Edito

Les prières

Noël, Ascension, Pentecôte, Ramadan, Tou Bichvat et encore bien d’autres noms, les calendriers sont ponctués de fêtes religieuses, mais celles-ci nous invitent-t-elles pour autant à la prière ? Faut-il être croyant pour prier ? Les prières sont-elles exclusivement une affaire de religiosité ?

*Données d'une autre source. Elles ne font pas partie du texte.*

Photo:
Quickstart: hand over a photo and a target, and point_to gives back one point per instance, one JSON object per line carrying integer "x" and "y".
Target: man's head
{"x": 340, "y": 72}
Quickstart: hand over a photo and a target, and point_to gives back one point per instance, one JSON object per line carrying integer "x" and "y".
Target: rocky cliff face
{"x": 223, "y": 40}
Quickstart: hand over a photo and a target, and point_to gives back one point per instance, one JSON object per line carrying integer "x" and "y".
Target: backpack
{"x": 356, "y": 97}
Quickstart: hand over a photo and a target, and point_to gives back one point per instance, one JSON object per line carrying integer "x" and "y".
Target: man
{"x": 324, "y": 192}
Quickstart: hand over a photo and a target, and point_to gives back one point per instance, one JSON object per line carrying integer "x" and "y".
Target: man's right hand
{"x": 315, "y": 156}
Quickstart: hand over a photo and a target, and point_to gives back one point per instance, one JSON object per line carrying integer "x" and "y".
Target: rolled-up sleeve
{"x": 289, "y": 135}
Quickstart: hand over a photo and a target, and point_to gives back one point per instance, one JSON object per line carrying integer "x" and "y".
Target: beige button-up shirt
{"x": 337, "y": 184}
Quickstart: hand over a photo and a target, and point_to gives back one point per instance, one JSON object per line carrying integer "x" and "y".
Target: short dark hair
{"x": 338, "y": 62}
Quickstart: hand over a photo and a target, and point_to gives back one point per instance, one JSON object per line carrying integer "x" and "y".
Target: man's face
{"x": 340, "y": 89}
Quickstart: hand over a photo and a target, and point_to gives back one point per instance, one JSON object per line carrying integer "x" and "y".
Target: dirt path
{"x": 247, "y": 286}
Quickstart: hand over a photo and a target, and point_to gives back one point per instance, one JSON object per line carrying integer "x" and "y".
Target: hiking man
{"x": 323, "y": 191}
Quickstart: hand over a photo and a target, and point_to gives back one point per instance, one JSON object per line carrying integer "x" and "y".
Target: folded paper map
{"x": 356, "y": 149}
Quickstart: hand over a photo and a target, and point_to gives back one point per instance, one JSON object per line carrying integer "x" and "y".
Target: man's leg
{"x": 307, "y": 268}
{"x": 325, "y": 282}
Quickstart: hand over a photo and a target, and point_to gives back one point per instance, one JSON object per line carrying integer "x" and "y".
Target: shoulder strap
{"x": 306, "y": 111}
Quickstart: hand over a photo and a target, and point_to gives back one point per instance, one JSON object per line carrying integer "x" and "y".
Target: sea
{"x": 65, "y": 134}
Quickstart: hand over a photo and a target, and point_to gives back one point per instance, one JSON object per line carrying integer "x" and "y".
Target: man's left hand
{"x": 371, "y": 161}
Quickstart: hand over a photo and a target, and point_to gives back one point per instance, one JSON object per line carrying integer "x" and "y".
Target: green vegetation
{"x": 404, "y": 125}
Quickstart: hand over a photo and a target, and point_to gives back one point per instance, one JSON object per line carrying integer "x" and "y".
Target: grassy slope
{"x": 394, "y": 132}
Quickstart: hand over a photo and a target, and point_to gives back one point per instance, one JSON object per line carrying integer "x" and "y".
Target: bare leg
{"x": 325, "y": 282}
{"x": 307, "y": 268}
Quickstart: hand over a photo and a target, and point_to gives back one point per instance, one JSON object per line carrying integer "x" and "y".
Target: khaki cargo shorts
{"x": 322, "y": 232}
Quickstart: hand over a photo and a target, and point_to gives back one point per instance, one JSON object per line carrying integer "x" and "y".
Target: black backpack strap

  • Un soir dans sa chambre les larmes le prirent, il se jeta désespérément devant son lit, il pria. Qui priait-il ? qui pouvait-il prier ? il ne croyait pas en Dieu, il croyait qu’il n’y avait point de Dieu, mais il fallait prier, il fallait se prier, il n’y a que les médiocres qui ne prient jamais. Ils ne savent pas la nécessité où sont les âmes fortes de faire retraite dans leur sanctuaire. Au sortir des humiliations de la journée Christophe sentit dans le silence bourdonnant de son cœur, la présence de son Etre éternel.
  • ‘’Jean-Christophe’’, Romain Rolland

La prière consiste à tourner son esprit vers un Dieu.

Serait-elle donc réservée aux croyants ? Ou en existe-t-il une version non religieuse ? sans doute, en tous cas le besoin de prier existe même chez les non croyants. Lorsqu’on est bouleversé, par l’inquiétude ou la gratitude, lorsqu’on est confronté à l’indicible, à chaque fois que nous nous trouvons face à des phénomènes qui nous dépassent, nous essayons de partager leur mystère par la prière qu’elle soit adressée à un Dieu que nous connaissons ou à un autre plus incertain que nous espérons ou encore à des équivalents laïques comme la destiné, la providence, les principes qui régissent l’univers. Quel lien la prière a-t-elle avec la vie intérieure ? A première vue elle est tournée non pas vers l’intérieur mais le supérieur, pourtant toutes les traditions religieuses rappellent que Dieu réside à l’intérieur même de l’être humain. Dans la prière il y a un double mouvement, celui de la prise de conscience de la réflexion, de l’attention, puis celui de l’abandon, du lâcher prise. La prière même laïque est acte de foi, une confiance sans certitude, nous offrons nos craintes nos espoirs sans avoir la preuve que nous sommes entendus et encore moins qu’une réponse viendra. On peut dire que cela est à la fois enfantin et magnifique d’où la subtile observation de Claude Nougaro dans sa chanson « plume d’ange » « la foi est plus belle que Dieu ». Personne n’a de leçons à donner sur l’art de bien prier, il existe autant de façons que d’êtres qui prient et cependant beaucoup reconnaissent que prier dans un endroit calme, isolé, agenouillé ou assis renforce l’espoir d’avoir mieux été entendu. On s’accorde aussi sur le fait qu’on ne peut pas prier avec l’esprit dispersé d’où l’importance de poser son attention en se focalisant sur son souffle ou sur la répétition d’un mot ou d’une phrase brève. Les orientaux parlent alors de mantra, les chrétiens de prière monologique du grec ‘’monos logos’’ (une seule parole) et c’est sans doute pour cela que Simone Veil écrit ‘’l’attention absolument pure est prière’’.

Pour ne pas être que rituel que l’on accomplirait l’esprit absent, la prière suppose d’avoir établi un lien sincère et attentif à soi-même d’où son importance pour la vie intérieure des humains depuis toujours car les moments de prière sont des espaces où l’on est à l’écoute de sa vie intérieure mais sous une lumière particulière, celle de Dieu ou des grandes forces qui régissent le monde. Ce sont des introspections ouvertes vers le ciel et donc baigné par les sentiments d’humilité et d’appartenance comme de gratitude. Nous sommes dépositaires de qualités qui nous dépassent et que nous n’avons ni demandé, ni mérité, comme la vie, la conscience, l’intelligence. Comment ne pas être bouleversé par cela et comment ne pas avoir envie de prier pour remercier même si on ne sait pas très bien à qui adresser ces remerciements, on peut tout de même les exprimer intérieurement, maintenant par exemple.